1. How To Start Trading: Introduction
  2. How To Start Trading: Trading Styles
  3. How To Start Trading: Trading As A Business
  4. How To Start Trading: Trading Technology
  5. How To Start Trading: Order Types
  6. How To Start Trading: Trading Plan Development
  7. How To Start Trading: Testing Your Trading Plan
  8. How To Start Trading: Live Trading Performance
  9. How To Start Trading: Conclusion

An integral part of trading plan development is testing the system to determine its expectancy – how much money could the system make in a live market? Most of us have seen the warnings posted on various financial Web sites and literature about how “Past performance is not indicative of future results.” While this is certainly true of trading plans, there are measures you can take to determine if a plan is likely to succeed in the future: Tebacktesting and forward performance testing.
 
Backtesting
The term "backtesting" refers to testing a trading system on historical data to see how it would have performed during that time period. Most of today’s trading platforms support backtesting, and you can quickly test ideas without risking the money in your trading account.
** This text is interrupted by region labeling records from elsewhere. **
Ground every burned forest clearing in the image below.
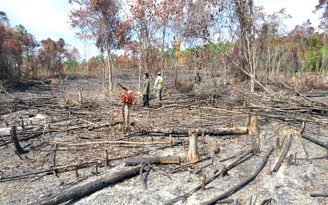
[0,73,328,205]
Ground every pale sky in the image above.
[0,0,319,58]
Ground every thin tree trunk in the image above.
[107,49,113,92]
[186,132,199,162]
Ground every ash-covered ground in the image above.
[0,73,328,205]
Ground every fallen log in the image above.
[0,161,96,182]
[165,147,254,205]
[125,157,181,166]
[310,193,328,197]
[32,165,142,205]
[10,126,28,154]
[301,134,328,150]
[203,146,273,205]
[272,134,292,172]
[168,127,248,136]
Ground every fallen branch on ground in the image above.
[203,146,273,205]
[32,165,141,205]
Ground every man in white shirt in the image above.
[154,72,163,100]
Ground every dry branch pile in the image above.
[0,77,328,204]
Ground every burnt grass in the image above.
[0,72,328,205]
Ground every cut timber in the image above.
[272,134,292,172]
[122,103,130,134]
[165,147,254,205]
[186,131,199,162]
[169,127,248,136]
[248,114,258,134]
[33,165,141,205]
[125,157,181,166]
[310,193,328,197]
[10,126,28,154]
[301,134,328,150]
[203,146,273,205]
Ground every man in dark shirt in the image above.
[142,73,150,107]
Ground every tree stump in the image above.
[122,103,130,134]
[10,126,28,154]
[186,130,199,162]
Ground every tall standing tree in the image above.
[70,0,130,92]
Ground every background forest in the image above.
[0,0,328,91]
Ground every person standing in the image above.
[142,73,150,107]
[154,72,164,101]
[195,73,202,85]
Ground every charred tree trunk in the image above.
[33,165,142,205]
[186,131,199,162]
[10,126,27,154]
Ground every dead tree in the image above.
[186,130,199,162]
[10,126,28,154]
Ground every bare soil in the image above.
[0,72,328,205]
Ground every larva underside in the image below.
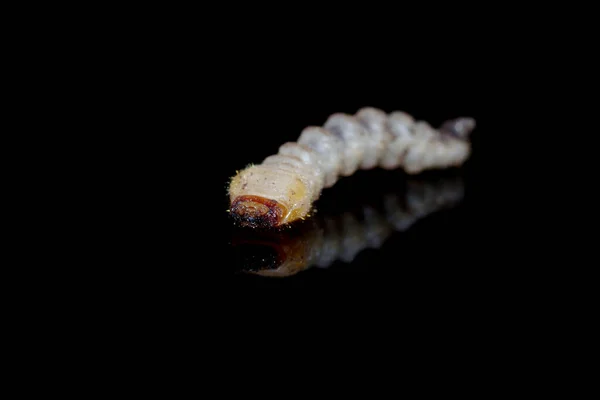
[232,177,464,277]
[229,107,475,228]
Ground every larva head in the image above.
[229,165,310,228]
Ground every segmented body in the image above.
[229,107,475,227]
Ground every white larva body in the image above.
[229,107,475,227]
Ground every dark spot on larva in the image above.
[230,195,287,228]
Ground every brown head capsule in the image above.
[230,195,286,228]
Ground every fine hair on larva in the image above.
[232,177,464,277]
[229,107,475,228]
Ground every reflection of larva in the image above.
[229,108,475,228]
[232,177,464,277]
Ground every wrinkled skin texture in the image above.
[229,107,475,228]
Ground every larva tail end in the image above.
[230,195,286,229]
[440,117,476,140]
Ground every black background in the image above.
[104,22,533,328]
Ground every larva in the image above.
[229,107,475,228]
[232,177,464,277]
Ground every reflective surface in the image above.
[231,172,464,278]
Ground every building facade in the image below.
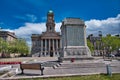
[61,18,91,59]
[0,31,17,42]
[31,10,61,57]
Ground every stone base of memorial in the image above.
[64,46,93,60]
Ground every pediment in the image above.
[41,32,60,37]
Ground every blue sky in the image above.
[0,0,120,45]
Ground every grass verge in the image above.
[19,73,120,80]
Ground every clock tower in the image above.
[46,10,55,32]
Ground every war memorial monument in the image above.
[61,18,92,60]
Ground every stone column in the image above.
[83,26,87,46]
[52,39,55,56]
[41,39,43,56]
[56,39,58,55]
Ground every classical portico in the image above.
[31,10,61,57]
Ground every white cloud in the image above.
[85,14,120,35]
[14,14,37,22]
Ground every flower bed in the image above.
[0,62,21,65]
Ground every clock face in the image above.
[49,16,52,19]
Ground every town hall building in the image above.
[31,10,61,57]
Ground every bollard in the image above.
[71,58,75,62]
[106,64,112,76]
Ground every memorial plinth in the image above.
[60,18,92,60]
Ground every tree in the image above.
[87,39,94,53]
[102,35,120,51]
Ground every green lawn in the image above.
[19,74,120,80]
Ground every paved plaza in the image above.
[0,57,120,79]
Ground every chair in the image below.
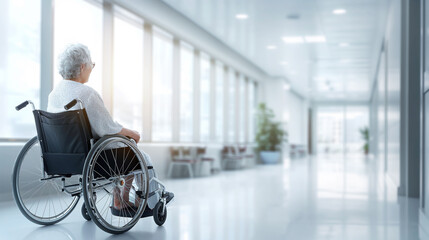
[196,147,214,176]
[167,147,196,178]
[222,146,243,169]
[238,146,255,166]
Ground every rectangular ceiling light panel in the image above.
[305,35,326,43]
[282,36,304,43]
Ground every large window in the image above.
[113,12,144,133]
[200,54,210,142]
[316,106,369,155]
[54,0,103,94]
[215,63,225,142]
[180,43,194,142]
[152,29,173,141]
[238,76,248,143]
[0,0,41,138]
[227,68,238,142]
[247,81,256,142]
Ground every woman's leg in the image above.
[113,175,134,209]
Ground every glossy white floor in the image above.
[0,156,418,240]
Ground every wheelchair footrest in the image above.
[110,206,153,218]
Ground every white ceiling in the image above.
[163,0,389,101]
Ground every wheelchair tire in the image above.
[80,203,91,221]
[12,137,80,225]
[82,135,149,234]
[152,201,167,226]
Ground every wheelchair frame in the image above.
[13,99,168,234]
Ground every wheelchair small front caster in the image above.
[80,203,91,221]
[153,201,167,226]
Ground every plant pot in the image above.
[259,151,281,164]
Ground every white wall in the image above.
[263,78,308,145]
[113,0,268,81]
[371,0,401,186]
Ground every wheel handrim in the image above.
[84,137,149,233]
[13,139,79,224]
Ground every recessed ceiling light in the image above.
[235,13,249,19]
[305,35,326,43]
[283,83,290,90]
[282,36,304,43]
[332,8,347,15]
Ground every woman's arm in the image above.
[118,128,140,143]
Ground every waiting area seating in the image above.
[222,145,254,169]
[167,144,256,178]
[289,144,307,158]
[167,147,214,178]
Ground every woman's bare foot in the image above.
[113,187,134,210]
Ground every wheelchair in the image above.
[12,99,174,234]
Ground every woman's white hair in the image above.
[58,43,92,79]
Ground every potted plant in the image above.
[359,127,369,155]
[255,103,287,163]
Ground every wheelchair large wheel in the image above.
[12,137,80,225]
[82,135,149,234]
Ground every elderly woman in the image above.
[48,44,140,209]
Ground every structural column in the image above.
[40,0,54,110]
[398,0,422,198]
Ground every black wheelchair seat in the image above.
[33,109,92,175]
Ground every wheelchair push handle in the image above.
[15,101,28,111]
[15,100,36,111]
[64,98,83,110]
[64,99,77,110]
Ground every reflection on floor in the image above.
[0,156,418,240]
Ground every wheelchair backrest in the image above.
[33,109,92,175]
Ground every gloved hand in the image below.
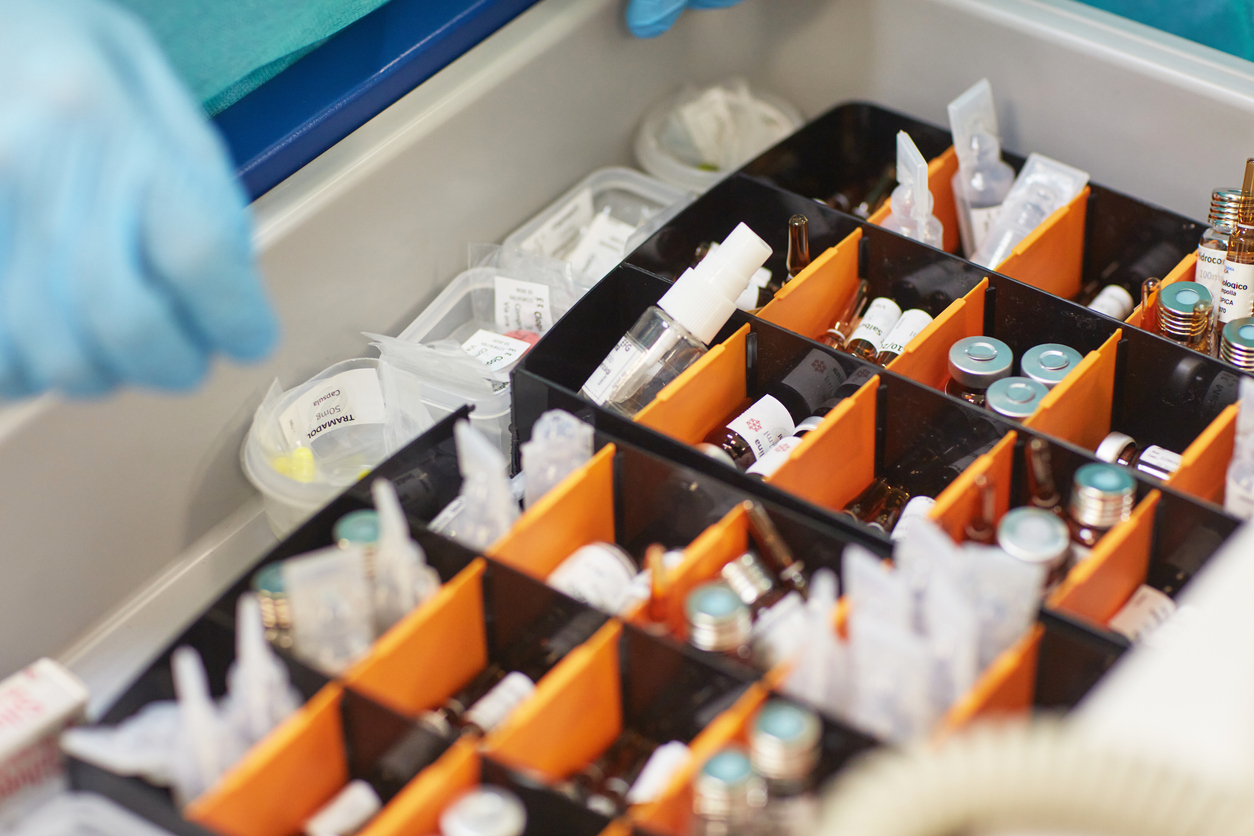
[0,0,277,397]
[627,0,740,38]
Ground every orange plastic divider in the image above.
[357,737,479,836]
[888,278,988,391]
[757,228,861,340]
[1167,404,1239,505]
[766,375,879,510]
[996,185,1088,300]
[937,624,1045,736]
[488,444,614,580]
[484,622,623,781]
[183,683,349,836]
[867,145,962,252]
[345,558,488,717]
[630,683,770,836]
[928,430,1018,543]
[1126,252,1198,332]
[1047,490,1162,624]
[1023,328,1124,450]
[636,325,749,444]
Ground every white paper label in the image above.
[1136,444,1184,479]
[971,203,1002,249]
[547,543,636,615]
[567,211,636,278]
[1193,247,1228,310]
[494,276,553,333]
[1219,261,1254,322]
[461,328,532,380]
[727,395,796,459]
[880,308,932,355]
[745,435,803,479]
[523,189,592,257]
[582,337,643,406]
[849,297,902,353]
[278,368,386,447]
[1107,584,1175,642]
[465,671,535,732]
[1224,476,1254,520]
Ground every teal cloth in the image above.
[114,0,396,115]
[1083,0,1254,60]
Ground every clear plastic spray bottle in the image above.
[579,223,771,417]
[949,79,1014,256]
[884,130,944,247]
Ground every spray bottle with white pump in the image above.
[579,224,772,417]
[884,130,944,247]
[949,79,1014,256]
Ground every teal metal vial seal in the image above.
[1020,342,1083,389]
[984,377,1050,421]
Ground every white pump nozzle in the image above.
[949,79,1001,169]
[897,130,932,221]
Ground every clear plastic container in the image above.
[240,357,433,538]
[504,167,692,280]
[636,80,804,193]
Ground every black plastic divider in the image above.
[741,100,1206,298]
[1033,609,1130,711]
[619,624,761,743]
[479,757,609,836]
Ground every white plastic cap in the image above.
[897,130,932,221]
[657,223,771,345]
[949,79,1001,168]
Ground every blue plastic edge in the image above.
[214,0,538,199]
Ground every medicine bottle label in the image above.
[278,368,386,447]
[971,203,1002,249]
[1193,247,1228,311]
[849,297,902,353]
[1224,476,1254,520]
[1219,261,1254,322]
[880,308,932,355]
[583,337,645,406]
[493,276,553,333]
[745,435,803,479]
[465,671,535,732]
[727,395,796,459]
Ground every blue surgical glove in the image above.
[627,0,740,38]
[0,0,277,397]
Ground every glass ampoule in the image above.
[579,223,771,417]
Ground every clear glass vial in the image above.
[944,337,1014,406]
[440,786,527,836]
[1219,316,1254,371]
[579,223,771,417]
[1020,342,1083,389]
[1067,462,1136,559]
[683,580,752,657]
[692,745,766,836]
[1194,189,1241,312]
[997,508,1071,585]
[984,377,1050,421]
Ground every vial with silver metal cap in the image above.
[692,745,766,836]
[1020,342,1083,389]
[683,580,754,658]
[440,786,527,836]
[997,508,1071,587]
[944,337,1014,406]
[984,377,1050,421]
[1219,316,1254,371]
[749,699,823,836]
[1067,462,1136,562]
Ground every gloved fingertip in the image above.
[627,0,685,38]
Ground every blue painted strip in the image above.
[214,0,538,198]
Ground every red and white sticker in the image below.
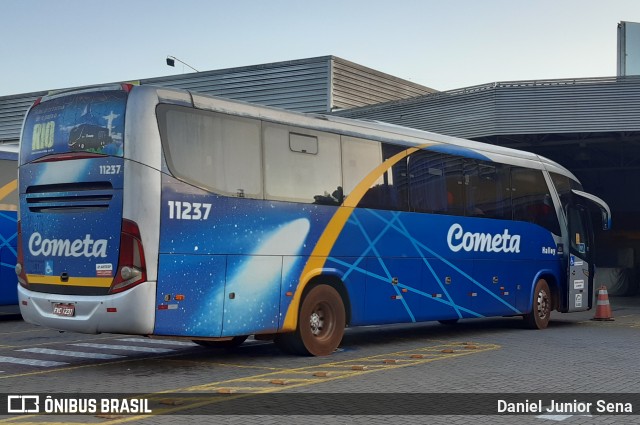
[96,263,113,277]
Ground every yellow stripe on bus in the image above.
[27,274,113,288]
[0,179,18,201]
[282,143,432,331]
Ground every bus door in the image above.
[567,205,594,312]
[565,190,611,312]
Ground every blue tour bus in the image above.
[16,84,610,355]
[0,143,18,306]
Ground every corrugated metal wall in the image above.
[140,56,331,112]
[336,76,640,138]
[0,56,434,141]
[327,56,436,111]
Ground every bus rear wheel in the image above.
[275,285,346,356]
[524,279,551,329]
[193,335,249,348]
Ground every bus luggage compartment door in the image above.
[154,254,226,337]
[567,205,593,312]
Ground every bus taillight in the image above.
[16,220,29,288]
[109,219,147,294]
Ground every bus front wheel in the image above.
[275,285,346,356]
[524,279,551,329]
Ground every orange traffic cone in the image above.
[592,285,614,320]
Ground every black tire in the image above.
[524,279,552,329]
[275,285,346,356]
[193,335,249,348]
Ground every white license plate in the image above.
[53,304,76,317]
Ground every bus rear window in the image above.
[20,90,127,164]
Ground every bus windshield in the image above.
[20,90,127,164]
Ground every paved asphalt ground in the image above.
[0,297,640,425]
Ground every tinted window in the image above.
[358,144,409,211]
[158,105,262,198]
[20,91,127,163]
[511,167,560,235]
[549,173,582,209]
[409,151,465,215]
[464,159,512,220]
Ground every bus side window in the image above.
[358,144,409,211]
[511,167,560,235]
[409,150,464,215]
[464,159,512,220]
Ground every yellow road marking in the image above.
[0,342,500,425]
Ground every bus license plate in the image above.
[53,304,76,317]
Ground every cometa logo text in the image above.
[447,223,520,253]
[29,232,107,258]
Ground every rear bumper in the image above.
[18,282,156,335]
Backtesting can be used to evaluate simple ideas, such as how a moving average crossover would perform or more complex systems with a variety inputs and triggers.
 
If necessary, you can hire a qualified programmer to translate an idea into a testable form. A programmer can code the idea using the proprietary language used by your trading platform, integrating user-defined input variables that will allow you to "tweak" the system. For example, a simple moving average crossover system could include inputs for the lengths of the two moving averages used in the system; you could then backtest to determine which lengths would have performed the best on the historical data.
 
Backtesting can be falsely encouraging because a non-profitable system can be magically transformed into a money making machine with a few optimizations. The reality, however, is that tweaking a system to find the greatest level of profitability usually leads to a system that performs poorly in live trading. With enough tweaking, virtually any trading system could show close to 100% profitability, but it would not be realistic.

Curve fitting involves tweaking or optimizing the system to create the highest percentage of winning trades or the greatest profit on the historical data used in the testing period. Though it makes a system look fantastic in backtesting results, it leads to unreliable systems since the results are essentially custom designed for one time period that has already passed. Backtesting and optimizing provide many benefits but it is only part of the process when evaluating a trading system. The next step is to apply the system to fresh historical data.
 
In-Sample Versus out-of-Sample Data
It is beneficial to reserve a period of historical data for testing purposes. The initial historical data on which an idea is tested and optimized is known as in-sample data and the data set that has been reserved is called out-of-sample data. This "clean" set of data is an important part of the evaluation process because it provides a way to test the idea on data that has not influenced the optimization process. This can give you a better idea of how the system will perform in live trading.
 
Prior to starting any backtesting or optimizing, you can reserve a percentage of historical data for out-of-sample testing. One method is to divide the historical data into thirds and segregate one third for use in the out-of-sample testing. Remember, only the in-sample data should be used for the initial testing and any optimization.
 
Once a trading system has been evaluated using in-sample data, you can apply it to the out-of-sample data. If there is low correlation between the in-sample and out-of-sample testing, it is likely that the system is over-optimized and will not perform well in live trading. If there is strong correlation, the next phase of evaluation is an additional type of out-of-sample testing known as "forward performance testing."
 
Forward Performance Testing
Forward performance testing, also known as paper trading, provides you with another set of data on which to evaluate a system. Forward performance testing is a simulation of actual trading and involves following the system's logic in a live market. All trades are executed on “paper” only (i.e., no actual trades are taken), and trade entries and exits are documented along with any profit or loss for the system.
 
Many brokers provide simulated trading accounts where you can place trades without risking real money. Simulated trading (or “sim trading”) allows you to further test your system, while providing valuable order entry practice. If the system shows positive results with good correlation between in-sample, out-of-sample and forward performance testing, it may be ready to be put in a live market. If it lacks correlation, however, the system requires more research before it can be successfully traded.